Impact of manager sex on employee ideas: Towards a social psychological theory of idea quality



Employee idea generation is the crucial first step in organizational innovation. Employees vary widely in the quality of ideas they provide, i.e. in the extent to which their ideas are new and a significant departure from the mundane or the status quo (high in novelty and creativity), and could be implemented successfully (high in usefulness and low in uncertainty). In this paper, we draw on prior research on role congruity theory on gender-based stereotypes and biased evaluations of women in leadership positions to show that manager characteristics have downstream consequences for the quality of ideas that employees provide to them. Specifically, we demonstrate that employees with female managers provide lower quality ideas compared to those with male managers.

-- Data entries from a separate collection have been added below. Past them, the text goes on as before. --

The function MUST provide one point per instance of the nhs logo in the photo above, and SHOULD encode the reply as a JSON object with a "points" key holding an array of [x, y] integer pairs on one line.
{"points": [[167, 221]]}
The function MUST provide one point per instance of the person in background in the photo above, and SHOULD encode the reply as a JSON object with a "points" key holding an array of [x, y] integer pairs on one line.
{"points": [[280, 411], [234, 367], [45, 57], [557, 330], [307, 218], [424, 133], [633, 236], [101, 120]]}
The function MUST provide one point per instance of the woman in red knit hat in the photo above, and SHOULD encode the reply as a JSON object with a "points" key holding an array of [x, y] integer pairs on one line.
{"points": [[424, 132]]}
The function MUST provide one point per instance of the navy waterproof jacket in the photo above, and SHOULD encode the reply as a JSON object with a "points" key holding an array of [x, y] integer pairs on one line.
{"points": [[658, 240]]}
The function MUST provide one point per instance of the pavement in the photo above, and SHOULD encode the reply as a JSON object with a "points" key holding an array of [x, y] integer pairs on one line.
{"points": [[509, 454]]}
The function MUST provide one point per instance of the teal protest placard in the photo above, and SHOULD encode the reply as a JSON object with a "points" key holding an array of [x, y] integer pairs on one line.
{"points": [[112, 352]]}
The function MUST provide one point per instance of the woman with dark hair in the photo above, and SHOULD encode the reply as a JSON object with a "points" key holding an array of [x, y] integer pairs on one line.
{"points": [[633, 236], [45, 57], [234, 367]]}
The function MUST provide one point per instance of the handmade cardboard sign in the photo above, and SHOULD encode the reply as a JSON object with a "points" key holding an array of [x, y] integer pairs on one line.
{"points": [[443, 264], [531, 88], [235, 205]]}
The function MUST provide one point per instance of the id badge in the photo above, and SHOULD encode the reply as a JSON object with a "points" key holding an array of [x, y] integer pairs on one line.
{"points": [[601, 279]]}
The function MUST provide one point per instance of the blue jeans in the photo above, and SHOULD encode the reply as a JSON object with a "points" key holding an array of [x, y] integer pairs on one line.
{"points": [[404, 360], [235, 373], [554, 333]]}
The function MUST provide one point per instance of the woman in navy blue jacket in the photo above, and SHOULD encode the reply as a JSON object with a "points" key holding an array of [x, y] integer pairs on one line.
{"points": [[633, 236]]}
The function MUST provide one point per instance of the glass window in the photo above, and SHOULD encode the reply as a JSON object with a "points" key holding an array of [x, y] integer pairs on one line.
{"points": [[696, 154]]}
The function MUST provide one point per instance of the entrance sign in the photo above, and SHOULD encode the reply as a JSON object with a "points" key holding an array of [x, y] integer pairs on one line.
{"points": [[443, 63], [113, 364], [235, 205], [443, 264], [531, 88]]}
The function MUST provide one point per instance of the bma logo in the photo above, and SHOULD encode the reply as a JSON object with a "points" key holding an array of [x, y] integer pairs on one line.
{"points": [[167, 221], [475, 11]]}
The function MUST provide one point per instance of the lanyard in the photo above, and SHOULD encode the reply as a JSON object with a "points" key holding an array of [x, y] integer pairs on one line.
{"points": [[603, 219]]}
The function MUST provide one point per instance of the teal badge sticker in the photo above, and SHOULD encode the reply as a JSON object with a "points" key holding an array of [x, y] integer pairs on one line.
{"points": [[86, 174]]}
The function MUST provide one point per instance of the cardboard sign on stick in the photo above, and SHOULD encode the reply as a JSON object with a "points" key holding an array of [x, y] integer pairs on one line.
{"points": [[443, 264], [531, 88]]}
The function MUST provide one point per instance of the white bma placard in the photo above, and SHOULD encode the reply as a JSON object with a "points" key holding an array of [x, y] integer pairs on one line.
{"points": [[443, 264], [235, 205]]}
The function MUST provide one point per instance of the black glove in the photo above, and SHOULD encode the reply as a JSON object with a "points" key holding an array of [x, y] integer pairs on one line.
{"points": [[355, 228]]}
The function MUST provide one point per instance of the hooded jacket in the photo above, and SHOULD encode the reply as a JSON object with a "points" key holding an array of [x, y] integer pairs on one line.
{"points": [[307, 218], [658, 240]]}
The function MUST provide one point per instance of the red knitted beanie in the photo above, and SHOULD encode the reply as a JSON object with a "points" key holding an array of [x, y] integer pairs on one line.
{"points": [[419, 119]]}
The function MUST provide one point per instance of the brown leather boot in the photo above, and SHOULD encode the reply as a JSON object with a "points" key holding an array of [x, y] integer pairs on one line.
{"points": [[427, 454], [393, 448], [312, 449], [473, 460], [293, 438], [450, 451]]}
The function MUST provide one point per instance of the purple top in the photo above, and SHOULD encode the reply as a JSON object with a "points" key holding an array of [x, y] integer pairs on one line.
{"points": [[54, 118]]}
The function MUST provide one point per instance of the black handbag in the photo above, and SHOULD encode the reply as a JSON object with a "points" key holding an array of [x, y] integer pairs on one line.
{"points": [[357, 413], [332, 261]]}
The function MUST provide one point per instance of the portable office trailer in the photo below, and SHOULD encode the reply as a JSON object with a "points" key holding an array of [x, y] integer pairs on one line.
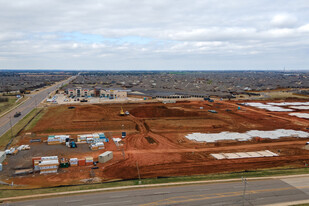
{"points": [[106, 156], [2, 156]]}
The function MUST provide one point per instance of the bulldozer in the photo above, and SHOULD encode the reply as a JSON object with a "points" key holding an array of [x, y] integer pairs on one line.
{"points": [[121, 112]]}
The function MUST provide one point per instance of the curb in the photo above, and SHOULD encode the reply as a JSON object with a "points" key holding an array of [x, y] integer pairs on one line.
{"points": [[148, 186]]}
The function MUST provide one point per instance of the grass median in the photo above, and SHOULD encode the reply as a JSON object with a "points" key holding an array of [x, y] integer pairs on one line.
{"points": [[7, 191]]}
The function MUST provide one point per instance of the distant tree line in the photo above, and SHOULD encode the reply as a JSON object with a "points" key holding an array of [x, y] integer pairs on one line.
{"points": [[4, 99]]}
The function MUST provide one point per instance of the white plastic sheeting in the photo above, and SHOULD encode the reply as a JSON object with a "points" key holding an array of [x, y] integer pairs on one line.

Further, because creative ideas are typically presented to the immediate manager and aim at bringing about change in the organization, we show that the extent to which employees identify with these two foci—i.e. identification with the manager, and with the organization—moderate the effects of manager sex on employee idea quality. We test our hypotheses using a quasi-field-study conducted on 221 executive MBA students and a field study on 84 employees in a manufacturing organization in India. In doing so, we explicate the social psychological antecedents of creativity and extend research on gender-based stereotypes and biases against female managers, as well as provide recommendations for management practice.